JAKARTA, POSKOTA.CO.ID - Intelektual Muda Nahdlatul Ulama (NU) Syafiq Hasyim ikut berkomentar perihal kasus Lina Mukherjee usai makan babi dengan membaca bismillah.
Menurut Syafiq, negara terlalu jauh ikut campur masuk ke dalam kasus halal dan haram di kasus Lina Mukherjee. Sehingga berbuntut perkara hukum yang menderanya.
Syafiq kemudian mengurai akar masalah mengapa publik di Indonesia hingga instrumen hukum bisa terlalu sensitif terhadap isu halal-haram di kasus Lina Mukherjee.
Kata dia, sebenarnya ada kasus serupa di Malaysia melibatkan pasangan Alvin Tan dan Vivian Lee di 2015 lalu. Pasangan ini memposting makan sop babi di sosial media mereka ketika bulan puasa.
Menjadi masalah, karena pasangan itu mengucapkan selamat berbuka puasa sambil memposting makanan babi dengan kata-kata 'Selamat berbuka puasa dengan Bak Kut Teh yang harum'.
Norma Agama Jadi Pertimbangan Hukum Orang
Bagi sebagian umat Islam, tindakan seperti itu memang dianggap tak bisa ditolerir, karena di dalamnya ada unsur penghinaan, terhadap keyakinan umat Islam.

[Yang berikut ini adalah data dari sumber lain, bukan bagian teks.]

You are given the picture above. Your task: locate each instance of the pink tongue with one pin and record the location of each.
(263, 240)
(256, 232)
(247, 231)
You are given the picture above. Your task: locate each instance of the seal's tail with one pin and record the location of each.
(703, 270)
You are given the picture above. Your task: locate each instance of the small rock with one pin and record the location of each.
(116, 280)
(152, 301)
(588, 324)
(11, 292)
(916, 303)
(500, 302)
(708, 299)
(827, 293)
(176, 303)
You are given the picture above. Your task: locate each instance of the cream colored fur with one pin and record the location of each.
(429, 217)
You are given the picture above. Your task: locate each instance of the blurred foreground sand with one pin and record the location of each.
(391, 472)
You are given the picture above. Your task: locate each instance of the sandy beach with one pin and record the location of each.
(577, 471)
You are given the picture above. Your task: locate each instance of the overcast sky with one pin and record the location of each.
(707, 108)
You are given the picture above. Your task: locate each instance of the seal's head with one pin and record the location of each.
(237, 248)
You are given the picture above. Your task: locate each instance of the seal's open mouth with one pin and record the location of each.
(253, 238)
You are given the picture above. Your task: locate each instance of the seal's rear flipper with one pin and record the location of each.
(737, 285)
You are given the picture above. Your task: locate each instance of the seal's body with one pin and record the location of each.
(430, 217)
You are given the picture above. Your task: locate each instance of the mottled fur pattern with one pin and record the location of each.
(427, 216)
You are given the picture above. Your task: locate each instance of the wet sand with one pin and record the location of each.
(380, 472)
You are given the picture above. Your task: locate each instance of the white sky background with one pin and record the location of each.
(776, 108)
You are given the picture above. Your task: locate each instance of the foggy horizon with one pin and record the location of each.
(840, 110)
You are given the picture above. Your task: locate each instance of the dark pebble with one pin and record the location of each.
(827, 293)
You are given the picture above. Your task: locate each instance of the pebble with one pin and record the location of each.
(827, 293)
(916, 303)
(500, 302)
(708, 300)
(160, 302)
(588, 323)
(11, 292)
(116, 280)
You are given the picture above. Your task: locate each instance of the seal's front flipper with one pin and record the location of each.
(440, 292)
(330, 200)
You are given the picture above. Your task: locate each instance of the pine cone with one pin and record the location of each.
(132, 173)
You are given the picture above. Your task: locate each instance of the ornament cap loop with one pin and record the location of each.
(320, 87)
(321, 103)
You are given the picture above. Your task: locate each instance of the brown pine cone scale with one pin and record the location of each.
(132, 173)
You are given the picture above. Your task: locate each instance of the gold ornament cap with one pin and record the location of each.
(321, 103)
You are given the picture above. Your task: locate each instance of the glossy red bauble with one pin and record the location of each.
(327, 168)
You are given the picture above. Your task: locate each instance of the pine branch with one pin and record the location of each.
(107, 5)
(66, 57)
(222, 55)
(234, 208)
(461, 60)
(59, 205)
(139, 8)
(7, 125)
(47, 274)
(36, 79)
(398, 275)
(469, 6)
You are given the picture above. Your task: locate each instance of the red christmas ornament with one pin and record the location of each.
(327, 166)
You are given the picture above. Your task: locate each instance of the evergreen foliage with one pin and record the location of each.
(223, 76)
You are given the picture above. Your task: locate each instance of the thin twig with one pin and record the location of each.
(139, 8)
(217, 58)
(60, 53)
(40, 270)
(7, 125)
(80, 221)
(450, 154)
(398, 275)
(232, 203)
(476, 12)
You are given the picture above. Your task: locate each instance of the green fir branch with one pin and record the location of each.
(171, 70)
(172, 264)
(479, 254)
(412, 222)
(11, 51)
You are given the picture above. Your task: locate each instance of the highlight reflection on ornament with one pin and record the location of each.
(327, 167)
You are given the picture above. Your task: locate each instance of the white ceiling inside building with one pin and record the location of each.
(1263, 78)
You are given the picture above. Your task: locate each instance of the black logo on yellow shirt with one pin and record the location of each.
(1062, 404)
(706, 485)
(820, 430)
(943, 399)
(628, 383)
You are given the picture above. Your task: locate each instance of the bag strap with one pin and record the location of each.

Sementara bagi Lina Mukherjee dan pasangan Malaysia di atas mereka menganggap bahwa hal itu adalah hal yang biasa saja. Pangkal masalahnya, kata Syafiq, terletak pada semakin kuatnya pengaruh penggunaan public morality dan norma agama sebagai pertimbangan untuk menghukum.
"Dalam catatan, saya ingin merefleksikan bagaimana moralitas publik dan norma keagamaan yang biasanya bersumber dari agama itu sendiri digunakan sebagai sumber atau referensi hukum di ruang publik di Indonesia," katanya disitat Cokro TV, Senin 8 Mei 2023.
Bukan cuma moralitas publik, namun doktrin Islam tentang halal-haram dianggap sudah menjadi undang-undang di Indonesia. Bahkan pada Oktober 2023 mendatang, konon seluruh produk harus melalui proses sertifikasi halal, jika tidak bisa melakukannya maka ada sanksi pidana.
"Mari kita berpikir secara jernih Indonesia dari awal adalah negara berdasarkan pada Pancasila dan undang-undang Dasar 1945. Keberadaan agama sangat jelas sila pertama Undang-undang 1945 juga memiliki pasal tentang agama dan keyakinan, penekanannya memang lebih pada kebebasan beragama."
"Namun sepengetahuan saya, posisi agama di sini bukan spesifik agama kelompok mayoritas saja, namun agama semua kelompok keagamaan di Indonesia," kata dia.